I am opposed to the cliché of genius and madness. It glorifies and demonizes people with mental illness. It’s like the mad scientists in comics and films. It pushes them even farther away from normal, healthy, functioning people.

The artist myth has to have a bit of madness.

That may be true in the outward perception. The myth feeds people’s desire for intensity, excitement, and excess. But they forget that there’s a high price. I would prefer to cancel my membership in this illustrious club with immediate effect.

How is your new book related to your previous works?

It’s literature, but it’s all true ― nothing is made up. It isn’t about having an effect and being drastic, but about my life and my illness in its purest form. I have to reclaim my story, make it to where it can be told, and thus free it from taboos. I have to stigmatize myself in order to get rid of the stigma that surrounds me.

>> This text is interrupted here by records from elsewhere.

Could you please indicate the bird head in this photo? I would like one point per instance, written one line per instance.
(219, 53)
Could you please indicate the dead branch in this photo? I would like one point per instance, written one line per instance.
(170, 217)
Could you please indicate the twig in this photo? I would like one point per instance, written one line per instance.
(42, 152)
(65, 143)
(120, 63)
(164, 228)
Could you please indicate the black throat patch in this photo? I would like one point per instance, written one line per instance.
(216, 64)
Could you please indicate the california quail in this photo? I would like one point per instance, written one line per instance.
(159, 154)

Did so many people know about your illness up until now?

The point is: I never knew who knew. I increasingly felt a certain whispering. The illness itself is a taboo. People are helpless, don’t know which questions they are allowed to ask, or simply judge you behind your back. Anyone who wants to know something can now read about it.

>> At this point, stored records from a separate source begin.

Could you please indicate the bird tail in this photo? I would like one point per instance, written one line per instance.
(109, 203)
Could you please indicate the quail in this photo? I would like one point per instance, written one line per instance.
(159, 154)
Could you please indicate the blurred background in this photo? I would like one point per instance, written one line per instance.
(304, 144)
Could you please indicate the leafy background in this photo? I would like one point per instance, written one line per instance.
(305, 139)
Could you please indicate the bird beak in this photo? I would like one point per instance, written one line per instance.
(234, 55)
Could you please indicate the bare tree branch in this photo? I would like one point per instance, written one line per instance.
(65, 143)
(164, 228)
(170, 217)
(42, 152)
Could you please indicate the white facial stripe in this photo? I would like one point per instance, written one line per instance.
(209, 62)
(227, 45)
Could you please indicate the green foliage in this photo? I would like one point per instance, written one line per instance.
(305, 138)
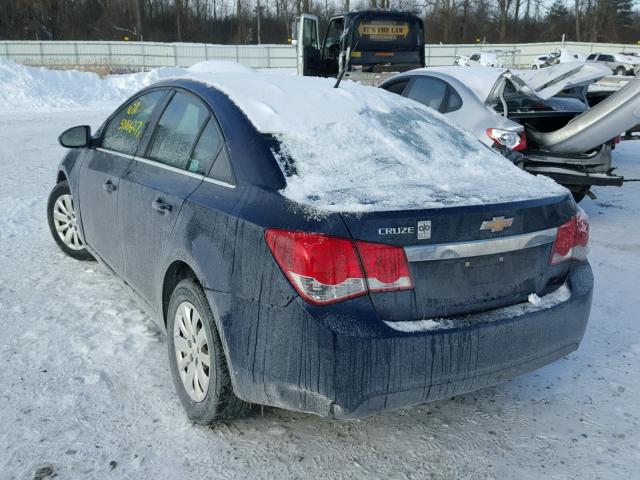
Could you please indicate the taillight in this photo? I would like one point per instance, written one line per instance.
(385, 266)
(571, 240)
(325, 269)
(512, 140)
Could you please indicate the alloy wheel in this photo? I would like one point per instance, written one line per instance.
(65, 222)
(191, 346)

And how are you doing today?

I take deep breaths.

Are you back to being your old self?

That person never existed. But there is a glowing essence, a vestige of myself, that was there before all of my illnesses and that I hold onto. It sounds like an old hit, Peter Maffay: Somewhere deep inside me I have stayed the student from 1999. Before the onset of the illness. I don’t think that’s so unpleasant. I don’t have to grow up in the same way as other people.

Who or what saved you?

There was a friend who was always at my side. There was my agent. Even with all the complications, there was my mother. And there was the good fortune of love in dark times. And then there was the indie argument as I like to call it: A senior physician informed me that lithium is found in nature meaning that pharmaceutical companies can’t make a lot of money off of it. That’s when I thought, okay, then it has to help.

What effects do the medications have?

They save my life, but at the same time they also work against me. The lithium caused severe acne, which is why I replaced it with valproic acid. And even that has tons of side effects: weight gain, hair loss, lethargy, subdued emotions and thoughts. There was a time when my libido was practically zero.

What do the medications mean for your writing?

I don’t know, but sometimes I ask myself to what extent my style has been taken down a notch and is more “traditional.” Is my storytelling not as irascible, flamboyant, and expressive simply due to age, the end of “Storm and Stress?” Or is it the valproic acid, which is meant to cap the highs in the ups and downs of emotional life. I suspect that the medications seep into my sentences, down to their structure. But I’m doing better and better all the time. And the potential trade-off would be flying high and maybe even burning up entirely.

Are you afraid of a relapse?

I hope, and yes, I pray, to be spared from that. But if I should happen to become manic again, I hope that someone will put my book in my hands. It could come to my rescue.

Mr. Melle, we thank you for this interview.